In the acquisition mode illustrated in FIG. 3, the voltage U between the input terminals 38a, 38b represents an analog useful seismic signal generated by the set of geophones 4 of the geophone string 33. Said useful signal coming from geophones comprises no offset signal. The processor 36 processes the signal 310 resulting from the filtering (by passive filter 34) and the analog to digital conversion (by the ADC 35) of this analog useful seismic signal, and generates a digital useful seismic signal 39.
In the test mode illustrated in FIG. 4, a current I is injected by the current generator 37a, 37b into the geophone string 33. The voltage U between the input terminals 38a, 38b represents an analog test signal which depends on an equivalent resistance Req: U=Req*I, with Req a resistance equivalent to Rstring in parallel with Rin, with Rstring the resistance of the entire set of geophones 4 of the geophone string 33 and Rin the input resistance of the acquisition device 3:
  Req  =            Rin      ×      Rstring              Rin      +      Rstring      
The processor 36 processes the signal 41 resulting from the filtering (by passive filter 34) and the analog to digital conversion (by the ADC 35) of this analog test signal, and generates a value 40 of Rstring (since I and Rin are known, the value of Rstring can be deduced).
The above known solution (illustrated in FIGS. 3 and 4) has several drawbacks detailed below.
Measuring the resistance Rstring (by current injection) cannot be carried out in operation, i.e. during an acquisition, because this measuring interferes with the geophones (because injected current I overrides useful seismic signal from geophones). Therefore the measuring of the resistance Rstring is usually performed only twice a day and when seismic data acquisition system is in standby between two seismic acquisitions.
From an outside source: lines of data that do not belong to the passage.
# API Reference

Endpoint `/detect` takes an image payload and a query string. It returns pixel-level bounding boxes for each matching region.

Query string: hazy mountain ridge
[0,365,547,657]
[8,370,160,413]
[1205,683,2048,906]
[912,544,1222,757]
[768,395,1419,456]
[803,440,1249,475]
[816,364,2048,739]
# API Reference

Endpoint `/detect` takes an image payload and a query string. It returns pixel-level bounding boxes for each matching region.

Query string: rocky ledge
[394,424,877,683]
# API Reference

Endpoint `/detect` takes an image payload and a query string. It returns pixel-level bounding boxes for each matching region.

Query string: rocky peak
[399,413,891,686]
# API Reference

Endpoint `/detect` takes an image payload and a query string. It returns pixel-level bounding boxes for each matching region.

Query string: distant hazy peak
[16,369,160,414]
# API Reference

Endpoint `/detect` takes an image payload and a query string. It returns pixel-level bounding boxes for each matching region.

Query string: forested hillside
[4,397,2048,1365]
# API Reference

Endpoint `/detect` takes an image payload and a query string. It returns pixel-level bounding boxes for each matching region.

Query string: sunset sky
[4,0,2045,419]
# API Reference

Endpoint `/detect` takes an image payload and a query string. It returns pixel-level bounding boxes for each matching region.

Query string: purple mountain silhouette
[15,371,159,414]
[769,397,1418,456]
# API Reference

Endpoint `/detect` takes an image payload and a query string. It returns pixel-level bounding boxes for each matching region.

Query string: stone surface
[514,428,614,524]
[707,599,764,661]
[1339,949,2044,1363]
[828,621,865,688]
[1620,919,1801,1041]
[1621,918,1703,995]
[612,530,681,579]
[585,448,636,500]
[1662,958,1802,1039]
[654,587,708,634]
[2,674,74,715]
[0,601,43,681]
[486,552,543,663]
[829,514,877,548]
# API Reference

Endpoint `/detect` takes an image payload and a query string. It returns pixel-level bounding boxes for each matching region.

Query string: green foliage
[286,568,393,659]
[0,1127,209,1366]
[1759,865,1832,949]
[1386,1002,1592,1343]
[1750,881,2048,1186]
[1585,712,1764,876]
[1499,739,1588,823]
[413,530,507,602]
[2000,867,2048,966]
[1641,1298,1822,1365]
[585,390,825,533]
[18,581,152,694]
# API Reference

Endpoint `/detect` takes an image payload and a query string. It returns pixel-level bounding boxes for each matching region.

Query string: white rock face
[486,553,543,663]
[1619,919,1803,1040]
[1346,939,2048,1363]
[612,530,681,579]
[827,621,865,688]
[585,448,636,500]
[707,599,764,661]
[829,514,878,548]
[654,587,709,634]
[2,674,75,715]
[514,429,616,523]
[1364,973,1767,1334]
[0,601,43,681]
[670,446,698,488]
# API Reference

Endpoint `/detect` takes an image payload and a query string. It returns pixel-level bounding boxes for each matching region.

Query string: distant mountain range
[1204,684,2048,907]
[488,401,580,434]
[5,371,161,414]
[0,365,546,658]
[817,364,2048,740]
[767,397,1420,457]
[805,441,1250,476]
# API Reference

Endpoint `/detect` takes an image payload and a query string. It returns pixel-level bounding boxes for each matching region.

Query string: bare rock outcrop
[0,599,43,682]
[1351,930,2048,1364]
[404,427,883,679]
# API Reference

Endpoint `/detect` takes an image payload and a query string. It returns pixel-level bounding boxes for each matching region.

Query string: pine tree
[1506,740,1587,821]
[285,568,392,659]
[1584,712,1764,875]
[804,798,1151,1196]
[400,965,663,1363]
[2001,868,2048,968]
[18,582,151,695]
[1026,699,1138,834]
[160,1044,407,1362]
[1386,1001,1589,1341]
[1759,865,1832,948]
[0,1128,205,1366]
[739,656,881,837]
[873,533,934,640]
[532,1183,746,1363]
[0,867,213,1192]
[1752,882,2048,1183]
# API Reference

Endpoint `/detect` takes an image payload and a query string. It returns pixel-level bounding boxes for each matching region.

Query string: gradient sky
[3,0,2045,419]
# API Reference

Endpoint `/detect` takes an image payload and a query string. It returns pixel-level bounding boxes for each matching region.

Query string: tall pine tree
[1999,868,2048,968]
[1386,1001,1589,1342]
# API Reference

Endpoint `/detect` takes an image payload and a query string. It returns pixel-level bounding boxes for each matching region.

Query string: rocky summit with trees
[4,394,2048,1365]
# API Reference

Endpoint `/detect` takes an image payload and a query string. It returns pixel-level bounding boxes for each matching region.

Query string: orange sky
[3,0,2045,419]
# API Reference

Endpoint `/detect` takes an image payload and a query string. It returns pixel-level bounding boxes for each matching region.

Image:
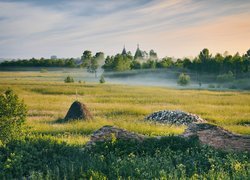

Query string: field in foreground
[0,71,249,179]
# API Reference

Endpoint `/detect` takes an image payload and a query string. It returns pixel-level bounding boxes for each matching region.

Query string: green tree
[0,89,27,144]
[198,48,212,72]
[113,54,132,71]
[131,61,141,69]
[142,60,156,69]
[65,58,76,68]
[232,52,243,76]
[157,57,174,68]
[182,58,192,69]
[87,57,99,78]
[95,52,105,61]
[177,73,190,86]
[81,50,92,67]
[214,53,224,73]
[88,52,104,77]
[243,49,250,72]
[102,56,114,70]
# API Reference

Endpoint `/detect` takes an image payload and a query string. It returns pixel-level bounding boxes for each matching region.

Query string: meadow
[0,70,250,179]
[0,70,249,145]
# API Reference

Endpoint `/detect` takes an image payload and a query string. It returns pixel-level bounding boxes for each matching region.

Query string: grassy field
[0,70,250,179]
[0,71,249,146]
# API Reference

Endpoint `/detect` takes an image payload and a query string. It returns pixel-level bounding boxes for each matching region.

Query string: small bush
[64,76,74,83]
[0,89,27,144]
[178,73,190,86]
[100,75,105,84]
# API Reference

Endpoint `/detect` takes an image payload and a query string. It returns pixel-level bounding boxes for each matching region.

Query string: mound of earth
[64,101,93,121]
[183,123,250,152]
[85,124,249,152]
[85,125,147,147]
[145,110,205,125]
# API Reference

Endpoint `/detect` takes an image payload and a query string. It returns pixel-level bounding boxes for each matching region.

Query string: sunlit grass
[1,71,250,145]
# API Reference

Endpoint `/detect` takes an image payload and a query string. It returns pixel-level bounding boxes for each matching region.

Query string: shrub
[178,73,190,86]
[0,136,249,179]
[217,71,235,83]
[100,75,105,84]
[64,76,74,83]
[0,89,27,144]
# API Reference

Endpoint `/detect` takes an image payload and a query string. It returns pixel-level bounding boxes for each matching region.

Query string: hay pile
[64,101,93,121]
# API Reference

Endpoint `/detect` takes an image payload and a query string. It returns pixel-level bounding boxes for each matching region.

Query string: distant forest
[1,48,250,76]
[0,58,78,68]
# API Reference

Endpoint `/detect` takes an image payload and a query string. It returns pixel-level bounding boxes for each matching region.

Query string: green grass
[0,71,250,146]
[0,71,249,179]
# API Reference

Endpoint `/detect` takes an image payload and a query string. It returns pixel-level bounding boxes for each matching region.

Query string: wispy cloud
[0,0,249,58]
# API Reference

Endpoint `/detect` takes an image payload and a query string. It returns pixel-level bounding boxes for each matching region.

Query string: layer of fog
[1,67,249,90]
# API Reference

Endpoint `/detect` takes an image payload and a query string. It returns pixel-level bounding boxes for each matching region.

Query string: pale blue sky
[0,0,250,59]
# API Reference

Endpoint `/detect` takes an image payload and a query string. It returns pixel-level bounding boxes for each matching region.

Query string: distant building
[134,44,147,60]
[122,45,127,55]
[50,55,57,60]
[121,44,148,60]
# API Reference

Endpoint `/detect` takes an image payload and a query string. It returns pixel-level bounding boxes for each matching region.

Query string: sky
[0,0,250,59]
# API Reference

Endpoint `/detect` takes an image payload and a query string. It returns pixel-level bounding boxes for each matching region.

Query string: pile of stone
[145,110,205,125]
[85,125,147,148]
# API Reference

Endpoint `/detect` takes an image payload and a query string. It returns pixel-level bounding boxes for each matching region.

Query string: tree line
[1,48,250,77]
[0,57,77,67]
[102,48,250,76]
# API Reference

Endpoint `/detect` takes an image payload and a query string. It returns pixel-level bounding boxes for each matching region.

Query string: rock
[85,125,147,147]
[64,101,93,121]
[183,123,250,152]
[145,110,206,125]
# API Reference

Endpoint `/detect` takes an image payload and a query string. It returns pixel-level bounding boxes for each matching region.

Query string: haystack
[64,101,93,121]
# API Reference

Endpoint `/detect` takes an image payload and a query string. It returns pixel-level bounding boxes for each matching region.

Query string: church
[122,44,148,60]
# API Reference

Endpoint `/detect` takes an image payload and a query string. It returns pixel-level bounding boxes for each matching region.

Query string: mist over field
[1,66,250,90]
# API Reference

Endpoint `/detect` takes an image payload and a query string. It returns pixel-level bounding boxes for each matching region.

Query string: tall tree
[87,56,99,78]
[81,50,92,67]
[243,49,250,72]
[198,48,212,72]
[232,52,243,76]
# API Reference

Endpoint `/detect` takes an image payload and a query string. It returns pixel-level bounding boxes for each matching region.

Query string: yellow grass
[0,71,249,145]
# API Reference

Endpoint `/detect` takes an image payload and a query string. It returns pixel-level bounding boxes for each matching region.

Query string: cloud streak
[0,0,249,59]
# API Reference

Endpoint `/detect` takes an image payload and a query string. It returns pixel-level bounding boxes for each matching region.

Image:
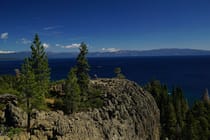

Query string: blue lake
[1,56,210,105]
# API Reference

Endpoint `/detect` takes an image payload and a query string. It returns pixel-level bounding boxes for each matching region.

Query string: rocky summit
[1,79,160,140]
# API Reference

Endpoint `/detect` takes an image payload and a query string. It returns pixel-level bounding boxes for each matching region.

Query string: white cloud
[43,25,62,31]
[55,44,61,47]
[61,43,81,49]
[43,43,50,49]
[0,50,15,54]
[21,38,31,45]
[1,32,8,40]
[101,48,120,52]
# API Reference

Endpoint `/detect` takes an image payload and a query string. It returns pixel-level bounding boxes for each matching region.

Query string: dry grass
[45,98,55,104]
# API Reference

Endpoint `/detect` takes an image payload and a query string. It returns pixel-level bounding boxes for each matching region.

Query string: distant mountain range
[1,48,210,60]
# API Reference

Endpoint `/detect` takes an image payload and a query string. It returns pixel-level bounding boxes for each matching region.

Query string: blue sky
[0,0,210,52]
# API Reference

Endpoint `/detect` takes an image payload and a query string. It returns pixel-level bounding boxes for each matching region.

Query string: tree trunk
[27,98,31,132]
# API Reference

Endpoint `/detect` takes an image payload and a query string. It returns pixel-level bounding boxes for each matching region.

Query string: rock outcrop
[5,103,27,128]
[2,79,160,140]
[0,94,17,105]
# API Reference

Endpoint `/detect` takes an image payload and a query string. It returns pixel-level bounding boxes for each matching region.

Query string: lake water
[1,56,210,104]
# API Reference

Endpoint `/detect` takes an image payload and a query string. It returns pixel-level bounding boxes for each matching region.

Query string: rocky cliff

However, acquisition systems are increasingly used in continuous acquisition (24 h/24 h), which does not allow performing regular resistance test, in order to detect continuously any accidental disconnection of all or part of the geophone strings 33 that would lead to a drastic degradation of seismic signal quality.
Because of changes of the resistance Rstring as a function of the temperature and because of the disparity in the resistance values, the known solution can lead to false alarms and provides good results only by comparing the resistance value obtained by a given acquisition device (to which is connected e.g. one geophone string) with the average value of the measured resistance values obtained by other acquisition devices (to each of which is connected e.g. one other geophone string).
In the known solution, an absolute measuring of the resistance Rstring is made. This absolute measuring must be precise to discriminate the correct number of connected geophones. Therefore, to be robust to noise, it is necessary to inject a high level current. For example, if we consider a geophone string having a typical configuration with six geophones in parallel, with the aim to continuously check that there is six geophones connected (i.e. a geophone string resistance: Rstring=Rgeo/6, with Rgeo the resistance of each geophone), we must be able to measure the resistance Rstring of the geophone string with an accuracy of Rgeo/6 and compare the measured resistance value to a theoretical resistance value. This means being very sensitive to noise, and therefore use a high level current.
In addition, if one includes the effects of temperature on the value of the resistance (+/−20% of the range of the resistance), the comparison with a theoretical resistance value is impossible. It is therefore necessary to make a comparison with the measured resistance values obtained with all the other acquisition devices, which is difficult and even impossible in the context of autonomous acquisition devices.